En 1871, le Griqualand ouest, soumis à une forte pression des Boers de l'État libre d'Orange, préféra négocier son annexion par la colonie britannique du Cap. L'annexion s'était accompagnée d'une promesse de garantir les terres Griquas. Mais après de nombreux empiètements sur leurs terres, les Griquas se soulevèrent en 1878-1879, avant d'être vaincus par les Britanniques.

Liste des Kapteyn Griqua

Liste des Kapteyn Griqua aux XVIIIe et XIXe siècles

Les Griquas au début du XXe siècle

En 1897-1897, des troubles éclatèrent au sein de la population Griqua, semble-t-il sur la base de revendications agraires. Le chef de file du mouvement, Andrew Andries Stockenstrom Le Fleur (Le Fleur est le nom de famille), sera arrêté et condamné par un tribunal britannique à 14 ans de bagne. Après sa libération le , celui-ci établit la Griqua National Conference of South Africa. En 1927, il mènera une émigration partielle de Griquas du Griqualand est vers de nouvelles terres.

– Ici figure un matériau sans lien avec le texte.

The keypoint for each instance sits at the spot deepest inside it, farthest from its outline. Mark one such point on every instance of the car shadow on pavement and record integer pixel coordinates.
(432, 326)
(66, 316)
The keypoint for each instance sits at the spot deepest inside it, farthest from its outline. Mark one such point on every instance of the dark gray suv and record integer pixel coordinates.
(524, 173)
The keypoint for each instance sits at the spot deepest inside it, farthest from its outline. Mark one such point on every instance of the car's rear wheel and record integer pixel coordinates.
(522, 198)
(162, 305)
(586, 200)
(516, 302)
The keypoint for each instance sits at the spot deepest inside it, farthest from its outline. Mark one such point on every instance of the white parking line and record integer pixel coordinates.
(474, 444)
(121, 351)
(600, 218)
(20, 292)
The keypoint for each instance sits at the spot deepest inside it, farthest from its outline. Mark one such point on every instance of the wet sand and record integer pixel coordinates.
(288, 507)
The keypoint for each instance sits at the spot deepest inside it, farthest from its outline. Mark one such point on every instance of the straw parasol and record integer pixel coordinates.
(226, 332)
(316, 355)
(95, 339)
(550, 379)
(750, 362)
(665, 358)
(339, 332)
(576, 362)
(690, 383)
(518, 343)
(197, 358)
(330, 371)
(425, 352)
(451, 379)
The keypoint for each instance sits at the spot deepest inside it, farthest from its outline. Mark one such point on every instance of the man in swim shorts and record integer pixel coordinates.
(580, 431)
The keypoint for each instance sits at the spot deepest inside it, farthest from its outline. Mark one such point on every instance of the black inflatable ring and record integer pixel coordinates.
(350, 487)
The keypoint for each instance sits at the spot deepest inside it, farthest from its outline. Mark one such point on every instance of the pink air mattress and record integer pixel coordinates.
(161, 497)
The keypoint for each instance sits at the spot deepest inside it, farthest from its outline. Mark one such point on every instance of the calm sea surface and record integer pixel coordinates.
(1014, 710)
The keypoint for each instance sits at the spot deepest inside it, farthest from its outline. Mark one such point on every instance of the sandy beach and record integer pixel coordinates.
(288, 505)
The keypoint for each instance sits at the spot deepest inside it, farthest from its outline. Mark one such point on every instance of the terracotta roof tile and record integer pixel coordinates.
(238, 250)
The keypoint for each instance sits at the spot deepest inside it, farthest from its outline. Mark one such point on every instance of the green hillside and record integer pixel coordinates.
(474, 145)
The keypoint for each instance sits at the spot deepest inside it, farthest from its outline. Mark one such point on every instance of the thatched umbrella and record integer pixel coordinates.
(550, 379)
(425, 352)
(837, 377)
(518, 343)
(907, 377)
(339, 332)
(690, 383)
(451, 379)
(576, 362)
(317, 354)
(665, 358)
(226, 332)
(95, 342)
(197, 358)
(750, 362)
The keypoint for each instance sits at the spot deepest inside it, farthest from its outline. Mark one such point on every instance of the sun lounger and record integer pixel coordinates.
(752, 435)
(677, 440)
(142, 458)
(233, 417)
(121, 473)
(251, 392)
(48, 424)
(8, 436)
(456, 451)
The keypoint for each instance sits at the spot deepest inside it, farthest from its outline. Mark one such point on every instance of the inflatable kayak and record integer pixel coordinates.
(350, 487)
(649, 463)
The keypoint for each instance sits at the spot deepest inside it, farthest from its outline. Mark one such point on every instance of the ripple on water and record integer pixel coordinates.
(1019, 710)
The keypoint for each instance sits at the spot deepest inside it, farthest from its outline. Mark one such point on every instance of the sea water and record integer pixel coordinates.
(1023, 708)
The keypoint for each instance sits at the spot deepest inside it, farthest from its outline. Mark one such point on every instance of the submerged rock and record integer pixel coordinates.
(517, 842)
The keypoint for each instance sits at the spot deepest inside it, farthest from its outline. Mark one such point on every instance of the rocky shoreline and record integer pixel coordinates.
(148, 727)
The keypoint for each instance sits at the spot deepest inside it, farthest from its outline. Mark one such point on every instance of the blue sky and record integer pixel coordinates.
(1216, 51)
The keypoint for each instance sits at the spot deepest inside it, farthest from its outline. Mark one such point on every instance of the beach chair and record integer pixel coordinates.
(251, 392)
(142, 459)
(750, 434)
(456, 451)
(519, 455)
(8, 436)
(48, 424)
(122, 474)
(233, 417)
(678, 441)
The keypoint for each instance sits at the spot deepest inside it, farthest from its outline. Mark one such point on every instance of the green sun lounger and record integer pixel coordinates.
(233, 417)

Il meurt en 1941, et est toujours aujourd'hui considéré comme un héros national Griqua. Ses descendants sont toujours parmi les actuels dirigeants communautaires Griquas. Andrew Andries Stockenstrom Le Fleur ayant épousé la fille d'un neveu d'Adam Kok III, la famille Le Fleur descend aussi de la famille Kok. Le maintien de cette influence familiale à travers 250 années d'histoire est à noter.

La région fait aujourd'hui partie de la province sud-africaine du KwaZulu-Natal.

Les Griquas du Griqualand est, cette zone avancée du peuplement Griqua, ont aujourd'hui largement disparu, par émigration (en particulier celle menée par Le Fleur en 1927) ou assimilés par la population locale.

Les Griquas sous l'apartheid

Aujourd'hui

Actuelle province du Cap-du-Nord.

Les Griquas contemporains sont 100 000 à plus de 300 000 individus (selon les sources), demeurant surtout dans la province sud-africaine du Cap-du-Nord, dans l'ancien Griqualand ouest.

Les Griquas de Griqualand Est, qui ne furent jamais très nombreux, ont émigré vers d'autres régions, ou se sont assimilés à la population xhosa sur place.

Au cours de leurs migrations, les Griqua se sont fortement mélangés avec les populations noires des régions traversées, et ont vu leurs caractéristiques ethniques originelles évoluer. Bien que les Griqua soient toujours culturellement un mélange d'influences européennes et khoïkhoï, les analyses génétiques indiquent que la majorité de l'actuelle population Griqua est un mélange de Khoïkhoïs et de peuples africains (principalement des Tswanas), avec seulement de petites contributions de gènes San et européens[30].